密談 4/5
為信は考えた。……譜代の臣と他国者の違いに限らず、力っこある者ば見いだせれば、まんずいいんたことか。正直これまで目ば内側さやるのを疎かにしちゃあ。それは元々彼らが “婿殿” という蔑視により協力的でねかったはんでだ。
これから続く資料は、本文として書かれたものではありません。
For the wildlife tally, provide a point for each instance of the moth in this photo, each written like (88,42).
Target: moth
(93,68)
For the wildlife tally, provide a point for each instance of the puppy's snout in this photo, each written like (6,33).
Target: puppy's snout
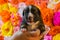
(30,18)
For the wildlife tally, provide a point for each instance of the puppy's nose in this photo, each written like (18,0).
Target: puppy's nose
(30,18)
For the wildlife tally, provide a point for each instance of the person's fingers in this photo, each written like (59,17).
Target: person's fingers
(35,25)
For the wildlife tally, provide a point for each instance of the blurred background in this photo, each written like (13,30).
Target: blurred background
(11,16)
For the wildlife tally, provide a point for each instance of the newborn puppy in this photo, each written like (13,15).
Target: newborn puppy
(32,27)
(32,19)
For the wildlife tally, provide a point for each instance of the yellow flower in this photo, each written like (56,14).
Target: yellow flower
(7,29)
(56,37)
(0,8)
(5,6)
(12,9)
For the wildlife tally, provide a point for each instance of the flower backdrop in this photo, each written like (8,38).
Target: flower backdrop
(11,16)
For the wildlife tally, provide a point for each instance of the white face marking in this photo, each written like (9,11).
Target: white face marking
(29,8)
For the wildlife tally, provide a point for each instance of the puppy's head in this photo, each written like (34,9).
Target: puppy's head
(32,14)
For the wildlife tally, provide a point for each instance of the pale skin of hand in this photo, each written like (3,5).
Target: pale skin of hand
(36,34)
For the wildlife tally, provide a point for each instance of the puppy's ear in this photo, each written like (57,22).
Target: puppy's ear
(23,13)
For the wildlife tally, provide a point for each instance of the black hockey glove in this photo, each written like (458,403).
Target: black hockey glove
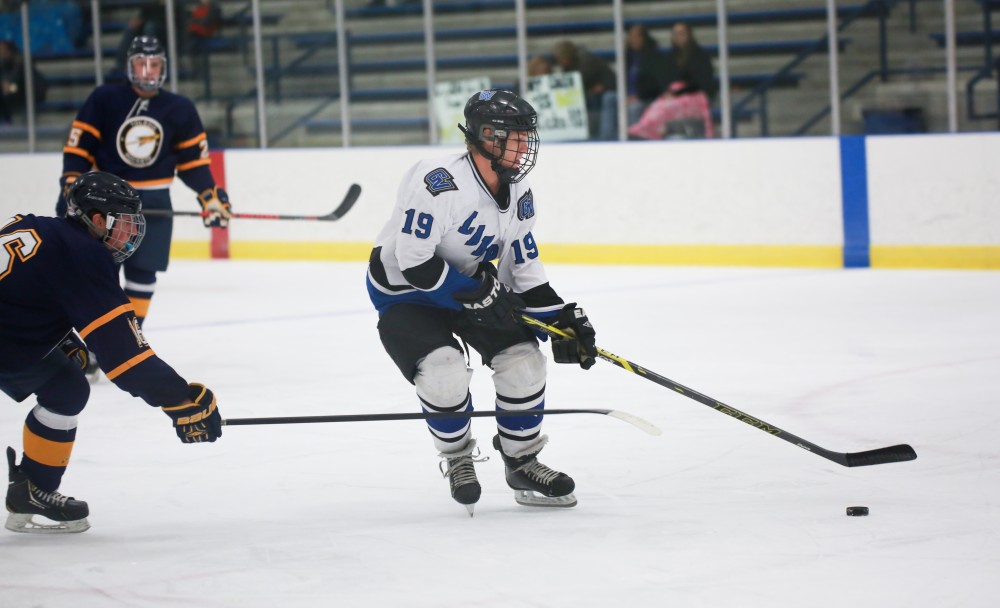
(215,202)
(198,421)
(581,347)
(492,304)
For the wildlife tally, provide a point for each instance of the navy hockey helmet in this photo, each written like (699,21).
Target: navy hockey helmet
(504,128)
(149,50)
(118,202)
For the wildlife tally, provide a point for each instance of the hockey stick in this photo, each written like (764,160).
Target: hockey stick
(345,205)
(896,453)
(643,425)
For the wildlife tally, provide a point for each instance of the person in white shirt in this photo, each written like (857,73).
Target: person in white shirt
(432,279)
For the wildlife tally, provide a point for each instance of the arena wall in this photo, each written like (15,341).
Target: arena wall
(918,201)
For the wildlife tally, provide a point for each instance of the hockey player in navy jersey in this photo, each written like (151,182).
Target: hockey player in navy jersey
(431,277)
(61,274)
(144,135)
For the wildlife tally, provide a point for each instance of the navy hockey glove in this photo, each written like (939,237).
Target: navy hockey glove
(198,421)
(492,304)
(581,347)
(215,202)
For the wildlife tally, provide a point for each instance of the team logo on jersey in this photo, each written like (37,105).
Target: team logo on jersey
(439,180)
(526,206)
(139,141)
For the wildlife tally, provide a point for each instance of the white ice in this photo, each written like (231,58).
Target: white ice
(711,513)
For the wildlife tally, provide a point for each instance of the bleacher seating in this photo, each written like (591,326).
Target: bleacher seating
(54,26)
(306,54)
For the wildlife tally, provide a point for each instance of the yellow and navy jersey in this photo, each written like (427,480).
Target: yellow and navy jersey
(143,141)
(55,276)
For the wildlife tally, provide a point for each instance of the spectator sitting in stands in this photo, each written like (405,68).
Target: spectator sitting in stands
(538,65)
(202,25)
(598,87)
(646,71)
(13,86)
(690,82)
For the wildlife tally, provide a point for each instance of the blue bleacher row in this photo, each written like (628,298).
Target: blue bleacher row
(312,41)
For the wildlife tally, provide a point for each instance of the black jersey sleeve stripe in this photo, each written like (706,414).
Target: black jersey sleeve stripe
(426,276)
(541,296)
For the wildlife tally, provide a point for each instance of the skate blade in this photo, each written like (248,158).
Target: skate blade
(530,498)
(23,522)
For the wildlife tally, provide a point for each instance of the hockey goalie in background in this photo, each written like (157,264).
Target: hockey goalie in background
(145,135)
(61,273)
(432,279)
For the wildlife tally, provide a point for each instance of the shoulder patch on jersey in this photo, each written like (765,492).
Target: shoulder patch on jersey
(439,180)
(526,206)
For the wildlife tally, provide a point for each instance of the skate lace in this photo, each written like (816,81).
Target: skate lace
(539,472)
(52,498)
(461,469)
為信の力が認められちゃあ今、改めて家来の力量ば把握するいい機会かもすれね。
「来年は必ずでったらだ戦っこ起ごる。新すい戦いの仕方さもいぐすように、兵の訓練ばするべど思う。その時に譜代の家来さは、小笠原以上の活躍するごどば期待す。」
兼平は“いいんた考えがど存ずます” と相槌ばうつ。森岡も同意する。
「働ぎがいいんた者さは、それ相応の立場もけるし、格ば引ぎ上げるべど思う。」
中央では織田家が徹底すた能力主義ば敷いてらという。新すい戦の時代はきっと、能力が高く変化に対応できる者が勝つ。火縄ば入手できれば勝ちというわけでね。ねえならねえで、あるもんでどんき強くできるか、考えることのできる者が上さいるべきだ。
為信は続ける。
「なるべぐ実戦さ近え形で……雪が降る前にやりでえ。そんだな……一づの村ごど借え切って、演習ばやりでえ。」
戦はなんも平原ばすでやるわけでね。浜辺があれば、森林もある。なかでも民家ほどまねものはね。なんぼでも隠れることができ、民衆さ紛れることもできる。誤って民ば討ってまれば……その土地からの支持は得にけえ。
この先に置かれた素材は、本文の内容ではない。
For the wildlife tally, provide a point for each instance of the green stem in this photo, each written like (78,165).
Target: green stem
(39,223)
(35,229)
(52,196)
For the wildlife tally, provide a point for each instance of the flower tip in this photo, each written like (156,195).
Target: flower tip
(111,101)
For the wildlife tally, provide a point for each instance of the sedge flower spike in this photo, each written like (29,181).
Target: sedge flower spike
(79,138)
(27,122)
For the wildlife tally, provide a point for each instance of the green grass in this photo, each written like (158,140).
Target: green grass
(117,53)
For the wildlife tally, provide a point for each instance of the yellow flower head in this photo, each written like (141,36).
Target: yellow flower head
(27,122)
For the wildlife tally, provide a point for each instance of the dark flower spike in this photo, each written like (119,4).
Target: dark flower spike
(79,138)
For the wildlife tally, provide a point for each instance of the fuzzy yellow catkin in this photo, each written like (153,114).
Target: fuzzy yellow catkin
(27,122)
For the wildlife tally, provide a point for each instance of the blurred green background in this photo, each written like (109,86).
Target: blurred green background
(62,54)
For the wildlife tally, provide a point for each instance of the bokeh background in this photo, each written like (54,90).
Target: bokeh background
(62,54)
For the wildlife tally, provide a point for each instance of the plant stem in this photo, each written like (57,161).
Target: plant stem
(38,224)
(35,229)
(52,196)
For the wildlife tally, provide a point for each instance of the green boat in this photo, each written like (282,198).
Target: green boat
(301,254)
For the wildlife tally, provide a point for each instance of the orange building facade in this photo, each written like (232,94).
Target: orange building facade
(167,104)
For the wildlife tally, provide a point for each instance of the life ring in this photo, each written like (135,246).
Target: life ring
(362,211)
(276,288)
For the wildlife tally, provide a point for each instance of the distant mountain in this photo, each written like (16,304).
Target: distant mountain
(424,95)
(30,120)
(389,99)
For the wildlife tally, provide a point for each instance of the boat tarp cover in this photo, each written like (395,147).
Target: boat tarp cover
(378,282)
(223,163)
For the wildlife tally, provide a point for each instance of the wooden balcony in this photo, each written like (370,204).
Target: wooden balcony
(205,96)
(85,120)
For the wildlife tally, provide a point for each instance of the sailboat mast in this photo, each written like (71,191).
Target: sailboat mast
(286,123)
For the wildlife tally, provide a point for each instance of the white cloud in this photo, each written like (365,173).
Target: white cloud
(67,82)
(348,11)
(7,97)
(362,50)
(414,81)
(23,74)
すかす……どこでやるか。兼平は即答こそすねばって、一つ案ばだす。
「野崎村はどうだべか。」
近くさ川と森があり、様々な訓練ができる。特にこの村の家々は寂れてまって、火攻めばすても新たに立て直せばい。民にすても、新すい家をければさぞ満足するべと。
「殿。では準備整い次第、皆さ伝えるべ。」
だばって為信は止めた。ある心積もりば持つ。